AUGUSTA, Maine — The Maine House and Senate cast final votes Thursday to enact a measure to restore $40 million of state funding assistance to municipalities in 2015.
The House voted 120-17 in favor of the measure. Shortly thereafter, the Senate passed the bill without a roll call. The bill now heads to Gov. Paul LePage, who has until Feb. 25 to decide whether to veto the bill or let it pass into law.
The bill, LD 1762, sailed through the House and Senate with broad support. Despite protest by some in the GOP who take issue with the bill’s timing and funding mechanism, wide swaths of the Republican caucuses in both chambers have joined majority Democrats in supporting the bill.
House Minority Whip Alex Willette, R-Mapleton, who voted for the bill, said he and many members of his party felt backed into a corner by Democrats, who had used their majorities on the Appropriations Committee and in the Legislature to muscle the bill through the process.
“Being in the minority party, sometimes we’re just kind of along for the ride,” Willette said.
The measure, proposed on party lines by the Appropriations Committee, would fund the restoration with $21 million from the state’s rainy day fund, $4 million from a fund designed to accumulate budget surplus with the eventual goal of reducing the state income tax and $15 million from new, unappropriated revenue predicted in a December revenue forecast.
LePage’s opposition to the bill is well-known, but his office offered no comment Thursday on the governor’s intentions with the bill. Speculation has been rampant, with reports surfacing early last week that the governor would break out his veto pen, only for those comments to be walked back in following days.

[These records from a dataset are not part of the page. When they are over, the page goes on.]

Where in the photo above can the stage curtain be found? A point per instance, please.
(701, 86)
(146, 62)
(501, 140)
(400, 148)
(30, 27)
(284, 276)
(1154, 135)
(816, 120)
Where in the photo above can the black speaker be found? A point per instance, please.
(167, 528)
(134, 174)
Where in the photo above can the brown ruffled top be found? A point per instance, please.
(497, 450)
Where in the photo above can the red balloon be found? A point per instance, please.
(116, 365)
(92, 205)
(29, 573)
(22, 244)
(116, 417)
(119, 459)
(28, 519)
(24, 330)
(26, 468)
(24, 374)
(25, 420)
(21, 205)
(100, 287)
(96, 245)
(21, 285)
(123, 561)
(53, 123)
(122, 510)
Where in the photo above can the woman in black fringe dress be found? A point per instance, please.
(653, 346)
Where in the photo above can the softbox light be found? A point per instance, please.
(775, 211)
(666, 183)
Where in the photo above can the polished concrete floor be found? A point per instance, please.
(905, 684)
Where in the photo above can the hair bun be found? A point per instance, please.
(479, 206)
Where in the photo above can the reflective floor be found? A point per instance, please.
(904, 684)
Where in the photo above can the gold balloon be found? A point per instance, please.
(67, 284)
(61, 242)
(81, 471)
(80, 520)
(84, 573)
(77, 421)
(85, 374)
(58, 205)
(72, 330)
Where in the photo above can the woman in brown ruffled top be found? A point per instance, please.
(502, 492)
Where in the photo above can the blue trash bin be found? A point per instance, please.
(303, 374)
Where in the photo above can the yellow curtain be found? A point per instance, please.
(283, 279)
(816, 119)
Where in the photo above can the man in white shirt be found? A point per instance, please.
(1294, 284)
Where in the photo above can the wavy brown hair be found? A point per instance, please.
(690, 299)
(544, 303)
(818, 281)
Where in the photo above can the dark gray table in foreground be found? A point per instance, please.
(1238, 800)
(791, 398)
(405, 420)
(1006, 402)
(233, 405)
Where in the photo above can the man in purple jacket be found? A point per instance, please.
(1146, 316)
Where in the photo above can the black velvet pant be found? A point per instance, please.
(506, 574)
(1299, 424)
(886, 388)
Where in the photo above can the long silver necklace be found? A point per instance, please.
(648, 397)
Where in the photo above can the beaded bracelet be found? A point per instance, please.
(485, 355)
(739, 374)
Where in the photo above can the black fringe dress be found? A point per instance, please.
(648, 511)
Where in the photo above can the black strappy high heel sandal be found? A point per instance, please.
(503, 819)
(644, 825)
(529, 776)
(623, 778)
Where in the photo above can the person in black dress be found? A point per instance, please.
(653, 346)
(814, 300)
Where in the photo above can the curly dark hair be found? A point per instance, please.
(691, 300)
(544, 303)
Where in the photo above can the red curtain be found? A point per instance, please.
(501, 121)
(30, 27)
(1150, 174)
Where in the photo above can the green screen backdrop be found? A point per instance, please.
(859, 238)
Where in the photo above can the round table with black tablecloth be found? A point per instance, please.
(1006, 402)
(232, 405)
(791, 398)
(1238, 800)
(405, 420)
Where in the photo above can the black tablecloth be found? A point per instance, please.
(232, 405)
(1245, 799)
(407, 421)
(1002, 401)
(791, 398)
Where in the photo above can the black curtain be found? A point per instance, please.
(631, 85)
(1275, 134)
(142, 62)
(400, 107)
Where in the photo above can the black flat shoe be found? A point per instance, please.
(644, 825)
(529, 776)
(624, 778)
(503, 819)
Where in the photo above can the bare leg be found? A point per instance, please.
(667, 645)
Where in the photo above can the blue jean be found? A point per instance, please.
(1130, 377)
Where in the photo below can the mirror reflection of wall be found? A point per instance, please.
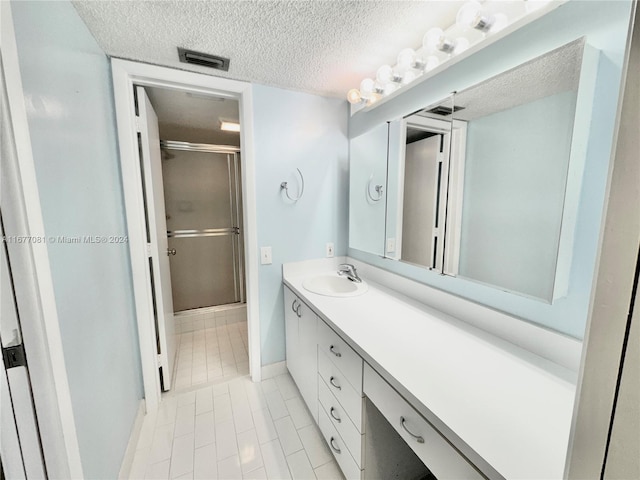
(367, 190)
(518, 145)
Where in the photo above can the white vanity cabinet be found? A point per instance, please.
(301, 348)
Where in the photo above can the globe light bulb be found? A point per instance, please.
(468, 15)
(435, 39)
(366, 88)
(406, 59)
(353, 96)
(384, 74)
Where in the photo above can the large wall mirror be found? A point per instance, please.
(476, 184)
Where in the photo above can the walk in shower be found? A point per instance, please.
(202, 193)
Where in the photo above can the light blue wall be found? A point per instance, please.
(605, 25)
(67, 84)
(515, 172)
(309, 132)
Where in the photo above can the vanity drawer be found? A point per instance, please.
(341, 354)
(437, 454)
(349, 398)
(349, 467)
(341, 421)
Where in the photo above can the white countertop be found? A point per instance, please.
(505, 408)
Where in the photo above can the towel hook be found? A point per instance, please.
(284, 186)
(377, 188)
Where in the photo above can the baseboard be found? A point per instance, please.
(129, 454)
(273, 370)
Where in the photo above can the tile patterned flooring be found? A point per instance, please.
(216, 351)
(234, 430)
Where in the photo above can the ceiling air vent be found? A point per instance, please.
(204, 59)
(444, 110)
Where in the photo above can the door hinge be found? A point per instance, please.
(14, 357)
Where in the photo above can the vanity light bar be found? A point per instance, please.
(438, 46)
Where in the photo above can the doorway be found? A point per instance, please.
(147, 253)
(193, 200)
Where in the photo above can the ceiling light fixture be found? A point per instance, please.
(438, 46)
(229, 126)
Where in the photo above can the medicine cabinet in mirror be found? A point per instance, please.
(477, 185)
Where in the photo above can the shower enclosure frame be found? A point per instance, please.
(233, 159)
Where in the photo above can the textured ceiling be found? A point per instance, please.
(317, 46)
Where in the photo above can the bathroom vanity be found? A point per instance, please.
(468, 403)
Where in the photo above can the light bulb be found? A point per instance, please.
(471, 15)
(461, 45)
(435, 39)
(384, 74)
(353, 96)
(390, 87)
(406, 59)
(366, 88)
(468, 15)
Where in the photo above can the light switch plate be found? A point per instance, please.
(265, 256)
(330, 250)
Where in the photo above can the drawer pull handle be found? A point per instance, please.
(335, 449)
(337, 419)
(418, 438)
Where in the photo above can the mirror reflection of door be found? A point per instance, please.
(418, 179)
(422, 180)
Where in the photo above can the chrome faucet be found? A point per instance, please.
(348, 270)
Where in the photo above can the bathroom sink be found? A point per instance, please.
(333, 285)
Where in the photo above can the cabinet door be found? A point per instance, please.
(308, 348)
(291, 306)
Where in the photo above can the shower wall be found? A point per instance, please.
(202, 207)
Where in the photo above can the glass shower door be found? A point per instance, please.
(202, 198)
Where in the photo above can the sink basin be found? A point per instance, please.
(333, 285)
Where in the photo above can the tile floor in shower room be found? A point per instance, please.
(212, 346)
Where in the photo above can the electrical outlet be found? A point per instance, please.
(265, 256)
(391, 245)
(330, 250)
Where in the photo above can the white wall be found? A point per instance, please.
(66, 79)
(309, 132)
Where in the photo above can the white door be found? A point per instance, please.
(158, 242)
(20, 446)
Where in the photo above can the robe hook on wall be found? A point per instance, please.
(285, 186)
(377, 189)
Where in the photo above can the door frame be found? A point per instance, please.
(33, 283)
(126, 74)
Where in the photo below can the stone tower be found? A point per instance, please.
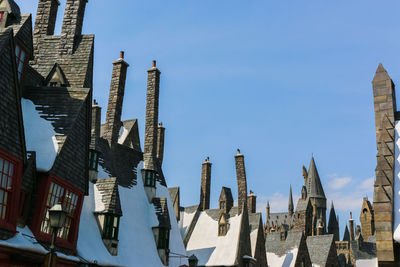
(333, 224)
(241, 180)
(385, 109)
(290, 204)
(367, 219)
(316, 193)
(205, 184)
(115, 100)
(151, 127)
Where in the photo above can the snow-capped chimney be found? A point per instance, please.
(205, 184)
(160, 142)
(151, 127)
(45, 22)
(115, 100)
(241, 180)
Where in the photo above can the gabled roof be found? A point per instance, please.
(314, 186)
(108, 189)
(161, 207)
(319, 248)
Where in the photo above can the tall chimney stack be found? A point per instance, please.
(160, 142)
(351, 226)
(205, 184)
(151, 127)
(72, 25)
(45, 22)
(96, 120)
(115, 100)
(241, 180)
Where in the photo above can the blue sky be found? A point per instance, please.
(278, 79)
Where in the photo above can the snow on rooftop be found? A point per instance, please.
(136, 246)
(396, 226)
(211, 249)
(25, 240)
(176, 247)
(367, 263)
(287, 260)
(40, 136)
(185, 221)
(123, 133)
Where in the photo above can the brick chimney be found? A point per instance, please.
(45, 22)
(160, 142)
(205, 184)
(96, 119)
(115, 100)
(241, 180)
(151, 126)
(72, 25)
(252, 202)
(351, 226)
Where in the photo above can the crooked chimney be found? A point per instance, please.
(72, 25)
(115, 100)
(241, 180)
(160, 142)
(205, 184)
(151, 126)
(45, 22)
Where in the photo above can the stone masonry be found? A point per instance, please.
(205, 185)
(241, 180)
(45, 21)
(151, 127)
(72, 25)
(160, 142)
(385, 109)
(115, 100)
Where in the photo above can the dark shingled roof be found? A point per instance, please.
(108, 189)
(367, 250)
(119, 161)
(161, 207)
(318, 248)
(173, 193)
(273, 243)
(314, 186)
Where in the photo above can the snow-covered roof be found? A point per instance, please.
(40, 136)
(211, 249)
(396, 226)
(25, 240)
(139, 216)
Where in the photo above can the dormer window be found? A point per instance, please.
(111, 227)
(149, 178)
(163, 238)
(93, 160)
(20, 55)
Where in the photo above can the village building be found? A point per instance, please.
(228, 235)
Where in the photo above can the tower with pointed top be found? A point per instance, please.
(290, 204)
(385, 110)
(333, 224)
(316, 193)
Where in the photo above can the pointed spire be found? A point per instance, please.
(314, 186)
(381, 74)
(290, 208)
(346, 236)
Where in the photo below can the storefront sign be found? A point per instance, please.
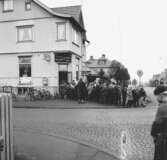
(63, 57)
(25, 80)
(45, 81)
(63, 67)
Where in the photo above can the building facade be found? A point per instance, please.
(40, 46)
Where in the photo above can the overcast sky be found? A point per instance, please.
(131, 31)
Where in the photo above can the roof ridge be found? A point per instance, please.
(67, 6)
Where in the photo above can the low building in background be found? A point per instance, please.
(41, 47)
(95, 66)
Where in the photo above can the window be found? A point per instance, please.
(61, 31)
(28, 5)
(75, 36)
(77, 68)
(25, 66)
(24, 33)
(8, 5)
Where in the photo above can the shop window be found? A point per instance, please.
(75, 36)
(25, 33)
(28, 5)
(8, 5)
(61, 31)
(25, 66)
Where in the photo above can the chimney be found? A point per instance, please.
(103, 56)
(91, 57)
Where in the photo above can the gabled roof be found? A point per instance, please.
(72, 13)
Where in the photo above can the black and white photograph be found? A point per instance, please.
(83, 80)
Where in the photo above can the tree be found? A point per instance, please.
(118, 71)
(101, 73)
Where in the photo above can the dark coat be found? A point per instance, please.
(81, 90)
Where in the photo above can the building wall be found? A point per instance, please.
(19, 12)
(44, 36)
(44, 41)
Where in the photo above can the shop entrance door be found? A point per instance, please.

“We hope he’ll do the right thing. Our communities are in crisis” said Rep. Peggy Rotundo, D-Lewiston, who drafted the bill along with Sen. Dawn Hill, D-Cape Neddick.
Regardless, the roll calls taken in the House and Senate suggest that lawmakers would easily overturn a veto, although Republicans in the past have changed their votes to back the governor’s veto.
LePage has pledged to withhold up to $100 million in bonds meant to spur transportation infrastructure projects — a key priority for the governor last summer — and in his recent State of the State Address LePage cites the concern of Finance Commissioner Sawin Millett, who says a reduction in the rainy day fund will result in less-favorable bond rating.
Democrats on the Appropriations Committee have pushed back on Millett’s claim, saying that the state’s bond rating does not rise and fall on any one factor alone.
If the $40 million is not restored as imagined in the current biennial budget, total state revenue sharing will dip just below $20 million in 2015, representing a nearly 80 percent reduction in state aid to municipalities in two years.
The Maine Municipal Association had pulled out all the stops to lobby lawmakers to support the Appropriations bill, even going so far as creating a brief video advertisement featuring selectmen and town councilors from across the state, saying the reduction in revenue sharing would result in higher property taxes.
Revenue sharing was already greatly reduced in 2014, and municipal officials have said that further cuts would result in elimination of essential local services, increased property taxes or both.
In Bangor, a reduction in revenue sharing would mean that instead of receiving $2 million from the state, the Queen City would receive just under $700,000.
Bangor Mayor Ben Sprague, in a news release issued by the Maine Mayors’ Coalition, called the revenue-sharing program, which sends a portion of state sales tax revenue back to towns and cities, “a key element in the partnership between state and local government.”
“Our communities provide the infrastructure necessary to grow Maine’s economy,” Sprague wrote. “The state, through revenue sharing, shares the proceeds generated by that activity, allowing us to maintain our infrastructure while keeping property taxes at reasonable levels.”
The difference is smaller in less populous towns and cities throughout Maine, but local officials say the lost revenue would be just as devastating on local budgets.
Fort Kent would see its state aid drop from $193,000 to $64,000 without the revenue-sharing bill, while Benton would see a reduction of $42,000.
Rep. Kathy Chase, R-Wells, the ranking Republican on the Appropriations Committee and one of the few House members who voted against the bill, said Thursday that lawmakers should now turn their attention to the roughly $57 million budget hole that must be filled by July.
“We should have been looking at that to begin with,” she said. “We have a very short window and very limited funds to deal with 2014. This revenue-sharing bill took some of those funds away.”